Au Nord de Pau, 844 hectares de landes appartiennent encore au Syndicat du Haut-Ossau : ce sont les landes du Pont-Long. Elles sont occupées par des terrains militaires, des dépôts industriels, des champs de maïs ou de pommes de terre que cultivent des exploitants des communes voisines.
Dans le Haut-Ossau, vallée pyrénéenne au relief et au climat de haute montagne, 3 376 unités de gros bétail s'entassent sur 1 780 hectares de surface agricole utile : on est loin du temps où Palois et Ossalois s'affrontaient en batailles rangées pour une clôture mal placée sur ces landes qui auraient toujours appartenu à l'Ossau puisque « de mémoire d'homme on n'a jamais ouï dire du contraire ».

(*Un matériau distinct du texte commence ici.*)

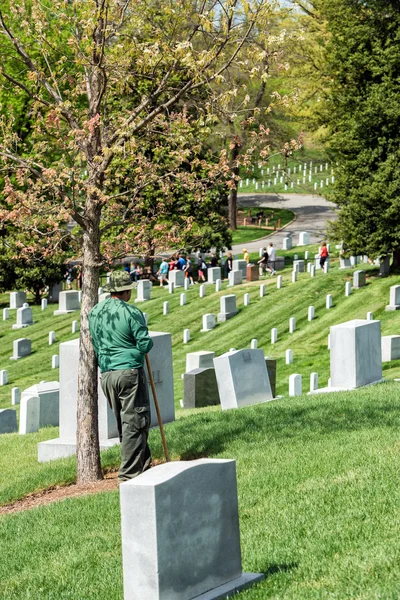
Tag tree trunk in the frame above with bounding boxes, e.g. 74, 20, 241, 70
228, 186, 237, 229
76, 200, 103, 483
390, 249, 400, 271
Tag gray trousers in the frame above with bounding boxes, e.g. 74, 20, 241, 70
101, 368, 151, 481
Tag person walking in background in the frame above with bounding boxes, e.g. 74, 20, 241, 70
157, 258, 169, 287
266, 242, 276, 275
197, 254, 207, 281
257, 246, 269, 271
89, 271, 153, 482
183, 256, 194, 285
318, 242, 329, 269
225, 252, 233, 277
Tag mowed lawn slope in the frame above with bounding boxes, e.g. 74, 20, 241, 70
0, 383, 400, 600
0, 248, 400, 504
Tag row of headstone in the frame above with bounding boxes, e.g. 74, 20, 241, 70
38, 331, 175, 462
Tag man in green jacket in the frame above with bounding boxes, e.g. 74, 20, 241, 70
89, 271, 153, 481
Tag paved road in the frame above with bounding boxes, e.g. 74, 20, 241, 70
232, 194, 336, 254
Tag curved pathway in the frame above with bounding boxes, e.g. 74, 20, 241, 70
232, 194, 336, 254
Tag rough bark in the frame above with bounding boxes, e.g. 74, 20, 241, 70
76, 201, 103, 483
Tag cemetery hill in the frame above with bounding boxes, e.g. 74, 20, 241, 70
0, 0, 400, 600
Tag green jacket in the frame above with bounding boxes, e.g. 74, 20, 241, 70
89, 298, 153, 373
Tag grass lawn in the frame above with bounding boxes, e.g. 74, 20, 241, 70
0, 246, 400, 600
0, 383, 400, 600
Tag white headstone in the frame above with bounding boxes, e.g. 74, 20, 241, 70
186, 350, 215, 373
382, 335, 400, 362
11, 388, 21, 406
201, 313, 217, 332
0, 408, 18, 433
289, 317, 296, 333
218, 294, 238, 323
214, 350, 272, 410
386, 285, 400, 310
299, 231, 310, 246
289, 373, 302, 396
228, 271, 243, 285
135, 280, 152, 302
19, 396, 40, 435
310, 373, 318, 392
168, 269, 185, 288
330, 319, 382, 389
13, 304, 33, 329
120, 459, 263, 600
10, 292, 26, 309
11, 338, 32, 360
54, 290, 80, 315
207, 267, 221, 283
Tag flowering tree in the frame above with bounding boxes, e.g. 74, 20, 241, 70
0, 0, 272, 482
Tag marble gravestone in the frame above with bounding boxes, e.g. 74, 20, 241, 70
0, 408, 18, 433
21, 381, 60, 427
228, 271, 243, 286
54, 290, 80, 316
232, 259, 247, 279
218, 294, 238, 323
38, 331, 175, 462
10, 338, 32, 360
214, 349, 273, 410
168, 269, 185, 288
310, 319, 382, 393
353, 271, 367, 289
183, 367, 220, 408
120, 459, 264, 600
10, 292, 26, 308
135, 279, 153, 302
207, 267, 221, 283
12, 304, 33, 329
382, 335, 400, 362
186, 350, 215, 373
386, 285, 400, 310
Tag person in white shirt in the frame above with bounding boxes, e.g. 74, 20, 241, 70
265, 242, 276, 275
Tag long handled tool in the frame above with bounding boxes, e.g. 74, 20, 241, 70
146, 354, 169, 462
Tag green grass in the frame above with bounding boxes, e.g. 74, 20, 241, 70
0, 383, 400, 600
0, 246, 400, 504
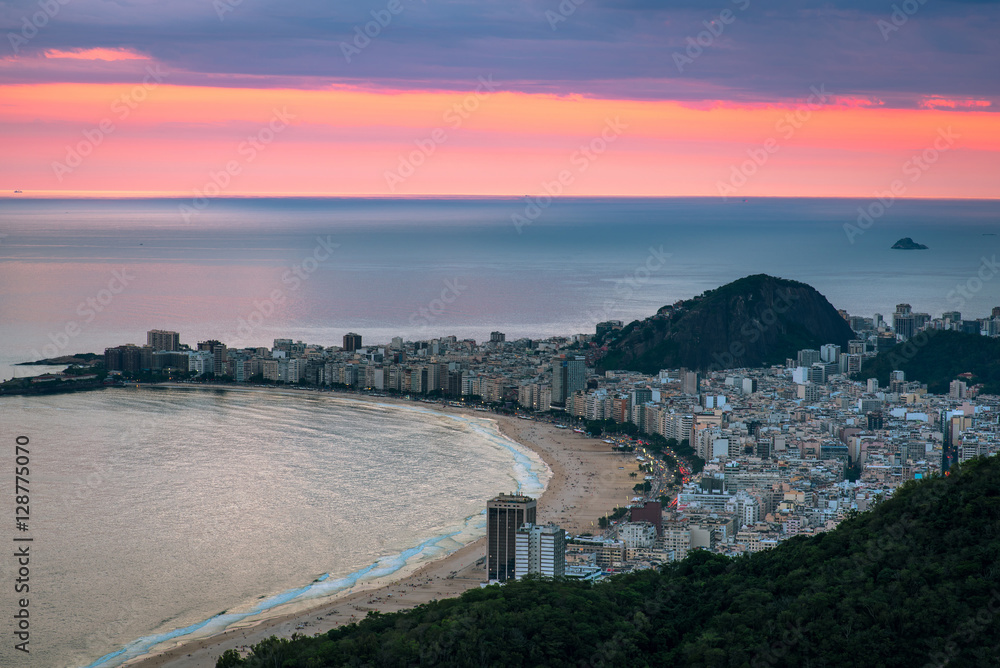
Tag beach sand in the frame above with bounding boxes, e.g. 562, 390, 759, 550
125, 386, 638, 668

Cet abandon du Pont-Long par les Ossalois symbolise bien le profond déclin de la transhumance hivernale du bétail ossalois dans les plaines et les coteaux du Bassin aquitain.
Mais ce déclin ne doit pas faire oublier que plus des trois quarts des 10 200 ovins du canton de Laruns et neuf bergers sur dix quittent encore leur vallée montagnarde pendant au moins cinq mois. La transhumance reste un élément essentiel de la vie pastorale de cette haute vallée encore archaïque.

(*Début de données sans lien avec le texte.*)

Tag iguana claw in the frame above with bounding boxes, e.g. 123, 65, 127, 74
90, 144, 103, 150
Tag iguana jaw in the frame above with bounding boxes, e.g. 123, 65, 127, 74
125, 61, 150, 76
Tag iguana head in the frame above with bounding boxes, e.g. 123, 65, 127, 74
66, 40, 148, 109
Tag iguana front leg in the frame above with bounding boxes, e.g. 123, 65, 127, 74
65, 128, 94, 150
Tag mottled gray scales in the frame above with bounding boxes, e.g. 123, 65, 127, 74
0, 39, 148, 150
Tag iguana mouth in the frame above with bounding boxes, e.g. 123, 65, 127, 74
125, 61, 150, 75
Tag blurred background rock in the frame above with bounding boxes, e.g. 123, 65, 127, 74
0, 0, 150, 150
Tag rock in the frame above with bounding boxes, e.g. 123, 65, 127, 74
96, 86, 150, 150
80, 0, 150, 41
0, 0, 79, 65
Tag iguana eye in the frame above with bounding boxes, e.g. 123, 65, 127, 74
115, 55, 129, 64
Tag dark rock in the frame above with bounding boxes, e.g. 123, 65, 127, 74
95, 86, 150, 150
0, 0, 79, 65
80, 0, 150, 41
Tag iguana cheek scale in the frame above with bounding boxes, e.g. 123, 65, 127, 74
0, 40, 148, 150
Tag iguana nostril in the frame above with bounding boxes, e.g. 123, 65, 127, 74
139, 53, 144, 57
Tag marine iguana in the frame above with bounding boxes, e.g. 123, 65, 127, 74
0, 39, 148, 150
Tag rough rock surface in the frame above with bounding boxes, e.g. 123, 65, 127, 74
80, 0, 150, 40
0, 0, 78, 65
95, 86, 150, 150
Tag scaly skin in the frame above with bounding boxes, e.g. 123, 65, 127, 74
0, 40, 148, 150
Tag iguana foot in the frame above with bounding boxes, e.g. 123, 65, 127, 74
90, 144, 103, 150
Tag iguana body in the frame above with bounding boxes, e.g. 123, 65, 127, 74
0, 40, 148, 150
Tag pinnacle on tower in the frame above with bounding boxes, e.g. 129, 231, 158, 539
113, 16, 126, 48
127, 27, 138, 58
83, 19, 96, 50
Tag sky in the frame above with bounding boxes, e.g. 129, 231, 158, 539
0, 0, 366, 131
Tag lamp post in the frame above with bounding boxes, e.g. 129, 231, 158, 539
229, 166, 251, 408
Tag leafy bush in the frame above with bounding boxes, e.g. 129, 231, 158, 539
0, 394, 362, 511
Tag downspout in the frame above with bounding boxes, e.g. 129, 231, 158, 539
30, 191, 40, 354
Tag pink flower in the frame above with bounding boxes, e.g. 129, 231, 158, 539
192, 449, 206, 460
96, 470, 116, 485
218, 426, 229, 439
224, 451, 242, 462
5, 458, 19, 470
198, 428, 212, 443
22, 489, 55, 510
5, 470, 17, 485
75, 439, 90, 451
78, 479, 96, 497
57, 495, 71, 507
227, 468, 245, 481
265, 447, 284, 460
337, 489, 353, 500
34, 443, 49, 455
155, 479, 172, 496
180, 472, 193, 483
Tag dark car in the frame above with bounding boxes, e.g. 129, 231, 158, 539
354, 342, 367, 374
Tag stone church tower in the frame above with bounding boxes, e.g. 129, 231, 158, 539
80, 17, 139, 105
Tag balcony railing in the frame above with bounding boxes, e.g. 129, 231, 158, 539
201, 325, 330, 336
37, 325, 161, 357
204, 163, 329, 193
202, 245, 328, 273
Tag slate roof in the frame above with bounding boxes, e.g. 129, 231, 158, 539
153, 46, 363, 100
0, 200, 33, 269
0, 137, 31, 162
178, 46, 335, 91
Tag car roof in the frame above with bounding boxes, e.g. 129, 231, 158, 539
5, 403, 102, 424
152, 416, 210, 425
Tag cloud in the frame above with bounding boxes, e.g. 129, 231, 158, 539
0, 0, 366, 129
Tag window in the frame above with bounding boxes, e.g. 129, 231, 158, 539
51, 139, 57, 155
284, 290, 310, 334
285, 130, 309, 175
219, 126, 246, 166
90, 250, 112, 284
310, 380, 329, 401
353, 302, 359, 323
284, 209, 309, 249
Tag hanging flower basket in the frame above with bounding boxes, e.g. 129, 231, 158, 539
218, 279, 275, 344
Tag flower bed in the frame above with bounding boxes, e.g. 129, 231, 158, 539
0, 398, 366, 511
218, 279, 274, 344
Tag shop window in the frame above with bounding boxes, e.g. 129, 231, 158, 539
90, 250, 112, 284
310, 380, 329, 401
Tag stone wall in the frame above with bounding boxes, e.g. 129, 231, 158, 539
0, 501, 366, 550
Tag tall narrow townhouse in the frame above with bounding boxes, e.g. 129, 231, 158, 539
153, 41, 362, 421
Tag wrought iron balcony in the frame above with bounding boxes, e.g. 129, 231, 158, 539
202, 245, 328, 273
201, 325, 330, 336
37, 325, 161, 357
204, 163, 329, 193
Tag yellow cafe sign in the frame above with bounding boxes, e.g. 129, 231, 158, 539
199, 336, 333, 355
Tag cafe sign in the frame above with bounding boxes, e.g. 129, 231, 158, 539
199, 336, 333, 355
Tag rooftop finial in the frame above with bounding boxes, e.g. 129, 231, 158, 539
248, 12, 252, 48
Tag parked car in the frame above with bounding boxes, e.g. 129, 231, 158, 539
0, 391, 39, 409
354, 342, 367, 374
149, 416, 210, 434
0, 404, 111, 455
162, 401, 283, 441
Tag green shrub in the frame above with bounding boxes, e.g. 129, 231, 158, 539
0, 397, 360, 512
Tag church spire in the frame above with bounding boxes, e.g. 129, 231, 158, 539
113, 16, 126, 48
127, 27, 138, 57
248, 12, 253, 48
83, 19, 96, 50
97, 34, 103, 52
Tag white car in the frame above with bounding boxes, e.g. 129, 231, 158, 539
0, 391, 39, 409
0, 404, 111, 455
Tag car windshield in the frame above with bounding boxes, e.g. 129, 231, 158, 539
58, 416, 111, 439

Le maintien de cette pratique en Ossau n'est pas sans poser des problèmes propres ; d'autres concernent la vie des bergers et des troupeaux, ainsi que l'économie pastorale d'une vallée de haute montagne.
Un mouvement de grande ampleur.
Qui part en transhumance ?
En 1958, pour la dernière fois dans l'histoire de la vallée, un petit troupeau de vaches appartenant à un habitant de Laruns est allé hiverner dans le Pont-Long ; ce fut la fin de la transhumance du gros bétail qui déclinait très vite depuis le XVIIIe siècle, en particulier depuis la grande épizootie bovine de 1774-1775.
De nos jours, la transhumance hivernale concerne uniquement les ovins. La spéculation ovine laitière est en effet l'activité rurale majeure du Haut-Ossau. La brebis est l'animal noble, l'élevage bovin est considéré comme secondaire dans bien des cas et le berger méprise le pâtre.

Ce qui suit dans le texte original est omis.